The point is that, however dreadful your circumstances, there is hope. Through her skill at an unlikely craft, Mrs Delany has now become quite famous. Another example of women being treated like chattels (and surviving) is Lady Dorothy Nevill (1826-1913). She was 21 when she was married off to a cousin 20 years her senior, ‘a religious man with an income of £8,000 a year’ (about £600,000 today, almost banker standard). This followed a scandal when she had been discovered in a summer house with the wrong sort of rake, George Smythe MP (those MPs-at it then and at it now!).
No one today knows just what they were doing in the summer house, but he refused to marry her-just as well by the sound of it-and she was thrown by her parents to Reginald Henry Nevill.
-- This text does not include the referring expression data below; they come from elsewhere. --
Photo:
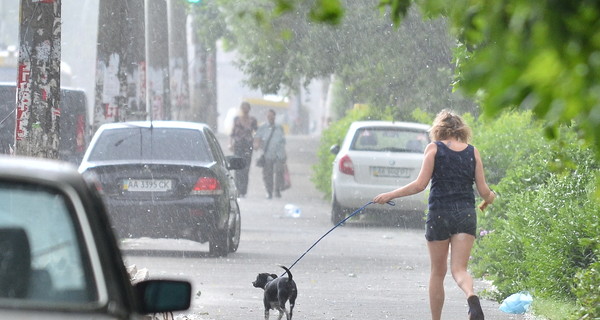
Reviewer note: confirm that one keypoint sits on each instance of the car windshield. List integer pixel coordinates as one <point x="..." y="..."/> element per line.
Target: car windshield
<point x="41" y="256"/>
<point x="390" y="139"/>
<point x="138" y="143"/>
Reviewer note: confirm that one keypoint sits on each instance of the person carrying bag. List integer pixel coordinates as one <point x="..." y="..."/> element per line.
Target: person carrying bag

Like Mrs Delany, she was a clever, entertaining woman, who knew Whistler and Disraeli (perhaps a bit too well-her youngest son was thought to be the Prime Minister’s), although Queen Victoria refused to meet her. She got her own back through wildly extravagant gardening at Dangstein in West Sussex (as revenge, I think). There were 34 gardeners and 17 hot houses. Her pigeons had Chinese whistles on their tails. She bred silkworms that crawled up men’s trousers.
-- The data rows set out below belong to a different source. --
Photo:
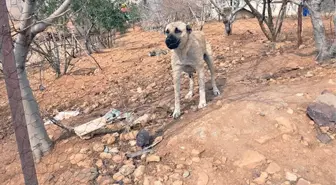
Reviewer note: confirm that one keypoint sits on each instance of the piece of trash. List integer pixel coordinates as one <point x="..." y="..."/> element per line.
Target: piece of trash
<point x="110" y="150"/>
<point x="146" y="149"/>
<point x="322" y="114"/>
<point x="63" y="115"/>
<point x="157" y="52"/>
<point x="87" y="128"/>
<point x="143" y="138"/>
<point x="115" y="115"/>
<point x="112" y="115"/>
When her husband died in 1878, leaving her with an annuity of £800 (about £64,000 today), she had to sell up. But what a revenge: cut dead by Queen Victoria and married to a dull country squire, she made Dang-stein’s gardens ‘into one of our finest in the richness of its collections’. She wrote her memoirs and, to gardeners, she’s still famous. Mrs Delany and Lady Dorothy show what could be done in eras that were almost as repressive to women as the Taliban.